Dernière procédure en date : juste après la décision de la cour d'appel de Paris, Viviane et Pierre Lambert avaient assigné le médecin en charge des soins de Vincent Lambert, le Dr Sanchez, et le CHU pour "non-assistance à personne en péril" devant le tribunal correctionnel.
Et le comité des droits des personnes handicapées alors ?
C'était l'une des raisons mises en avant par la cour d'appel de Paris : saisi par les parents le 3 mai 2019, le Comité international des droits des personnes handicapées des Nations Unies (CPDH) avait demandé à l'Etat français de ne pas suspendre les traitements, en attendant qu'il puisse lui-même rendre son avis sur la question. Le gouvernement avait annoncé qu'il ne répondrait pas favorablement à cette demande.

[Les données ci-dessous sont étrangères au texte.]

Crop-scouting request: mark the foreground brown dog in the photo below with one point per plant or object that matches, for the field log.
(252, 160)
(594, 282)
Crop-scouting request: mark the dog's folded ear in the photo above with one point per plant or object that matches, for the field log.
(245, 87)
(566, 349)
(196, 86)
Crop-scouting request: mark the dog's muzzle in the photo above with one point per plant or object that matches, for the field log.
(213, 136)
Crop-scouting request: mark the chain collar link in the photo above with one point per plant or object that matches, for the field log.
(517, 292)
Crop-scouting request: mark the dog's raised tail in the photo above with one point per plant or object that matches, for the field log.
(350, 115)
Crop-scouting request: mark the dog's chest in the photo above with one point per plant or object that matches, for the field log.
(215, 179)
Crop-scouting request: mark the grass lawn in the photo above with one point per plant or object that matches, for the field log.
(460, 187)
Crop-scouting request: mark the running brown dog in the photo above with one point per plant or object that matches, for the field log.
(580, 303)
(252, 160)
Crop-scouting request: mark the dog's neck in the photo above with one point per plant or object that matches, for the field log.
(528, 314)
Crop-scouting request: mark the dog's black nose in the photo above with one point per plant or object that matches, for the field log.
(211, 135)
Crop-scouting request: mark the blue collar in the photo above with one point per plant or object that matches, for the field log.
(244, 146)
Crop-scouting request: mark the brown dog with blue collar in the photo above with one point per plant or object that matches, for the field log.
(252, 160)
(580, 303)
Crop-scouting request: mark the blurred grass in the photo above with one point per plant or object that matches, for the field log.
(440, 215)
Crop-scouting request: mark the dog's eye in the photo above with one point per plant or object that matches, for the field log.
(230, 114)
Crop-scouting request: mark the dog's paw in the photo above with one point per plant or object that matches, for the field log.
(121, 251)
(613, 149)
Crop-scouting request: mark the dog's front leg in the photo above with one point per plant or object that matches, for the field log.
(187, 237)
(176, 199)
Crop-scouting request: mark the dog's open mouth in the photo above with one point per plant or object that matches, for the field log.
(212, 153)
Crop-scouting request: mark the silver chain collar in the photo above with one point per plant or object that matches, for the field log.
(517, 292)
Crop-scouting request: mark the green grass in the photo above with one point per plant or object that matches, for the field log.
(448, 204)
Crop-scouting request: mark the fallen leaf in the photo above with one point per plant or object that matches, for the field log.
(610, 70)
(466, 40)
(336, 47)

Aussi, lors de l'audience devant la Cour de cassation, le camp des parents était longuement revenu sur cette partie du dossier, argumentant que la mesure provisoire demandée par l'organe de l'ONU avait un caractère contraignant et devait s'imposer à l'Etat français. Les juges de la Cour de cassation ont cependant choisi de ne pas se prononcer sur ce point de droit international très pointu. Le Comité n'est tout simplement pas cité dans les arguments exposés par la Cour. Ils ne se prononcent donc pas sur la légitimité de l'Etat français à refuser cette demande.
La mère de Vincent Lambert avait déjà annoncé en début d'après-midi qu'elle s'exprimera le 1er juillet à Genève, en marge d'une session du Conseil des droits de l'homme de l'ONU.